The voluntary, safe harbor agreements, which apply to nonfederal landowners, may cover millions of acres and create an incentive for cooperation, she said. "With these agreements there's not the fear that the government will come back asking for more."

Other voluntary options Rinkevich highlighted were candidate conservation agreements, which focus on early conservation techniques and reduce the likelihood of future federal action.

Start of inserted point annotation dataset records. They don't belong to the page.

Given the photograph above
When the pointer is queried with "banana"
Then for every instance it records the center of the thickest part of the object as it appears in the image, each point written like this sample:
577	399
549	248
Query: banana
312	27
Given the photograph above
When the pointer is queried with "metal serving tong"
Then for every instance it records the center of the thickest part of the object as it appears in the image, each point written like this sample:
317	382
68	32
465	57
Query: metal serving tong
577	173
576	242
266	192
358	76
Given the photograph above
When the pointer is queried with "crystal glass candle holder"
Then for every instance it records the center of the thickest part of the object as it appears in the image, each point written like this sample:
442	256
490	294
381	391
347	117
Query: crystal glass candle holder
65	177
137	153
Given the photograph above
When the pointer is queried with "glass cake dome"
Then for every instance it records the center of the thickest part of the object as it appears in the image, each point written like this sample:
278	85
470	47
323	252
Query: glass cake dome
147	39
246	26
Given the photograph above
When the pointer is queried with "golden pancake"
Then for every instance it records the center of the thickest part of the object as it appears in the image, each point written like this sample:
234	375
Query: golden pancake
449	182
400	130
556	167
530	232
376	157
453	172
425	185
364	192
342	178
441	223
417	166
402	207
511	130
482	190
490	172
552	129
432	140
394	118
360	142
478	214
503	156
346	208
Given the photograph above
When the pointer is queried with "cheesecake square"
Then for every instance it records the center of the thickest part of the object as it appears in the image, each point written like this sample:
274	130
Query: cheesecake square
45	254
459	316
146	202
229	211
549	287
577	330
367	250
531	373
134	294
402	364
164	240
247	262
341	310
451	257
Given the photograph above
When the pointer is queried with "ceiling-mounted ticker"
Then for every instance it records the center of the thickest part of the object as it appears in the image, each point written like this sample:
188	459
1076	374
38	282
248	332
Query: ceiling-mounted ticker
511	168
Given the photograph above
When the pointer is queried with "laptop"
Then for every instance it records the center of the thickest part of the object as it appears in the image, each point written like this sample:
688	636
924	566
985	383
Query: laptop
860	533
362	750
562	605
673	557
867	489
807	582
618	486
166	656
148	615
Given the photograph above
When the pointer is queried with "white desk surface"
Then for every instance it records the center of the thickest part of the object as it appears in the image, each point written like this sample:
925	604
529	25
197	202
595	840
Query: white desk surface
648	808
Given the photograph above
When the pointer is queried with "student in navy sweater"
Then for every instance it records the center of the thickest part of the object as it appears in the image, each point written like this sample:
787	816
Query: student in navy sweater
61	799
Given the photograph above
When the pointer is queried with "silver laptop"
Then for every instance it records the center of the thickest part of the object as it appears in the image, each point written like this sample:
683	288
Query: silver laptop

Another was the High Plains Partnership, a rancher-led program that centers on preservation of four nonendangered species, while allowing the ranching community to stay economically viable.

Andy Giron, a fourth-generation New Mexican cattle rancher from Vallecitos about 40 miles west of Santa Fe, added there was far too little communication between agencies enforcing the Endangered Species Act and those directly affected by it. "We can't make a living with all these new policies and regulations," he said.

The result is that a way of life is being lost in New Mexico, as small-scale farmers and ranchers simply give up the fight and turn to new occupations with less governmental interference, Giron said. "Young generations of New Mexico ranchers no longer see this type of lifestyle as a way of making an income."

In New Mexico, small farms account for about 94 percent of the state's 15,200 farms, according to the latest available USDA agricultural census. But 82 percent of the state's farms earn less than $50,000 in gross annual sales, and three-fourths of those earn less than $10,000.

Small farms and ranches, which the U.S. Department of Agriculture's Agricultural Statistics Service defines as operations with less than $250,000 in gross annual sales, make up almost 92.3 percent of all farms in the United States. About one-third of the nation's 946 million acres of farmland belongs to small-scale farmers, and most of them earn only about $23,000 in net cash income annually.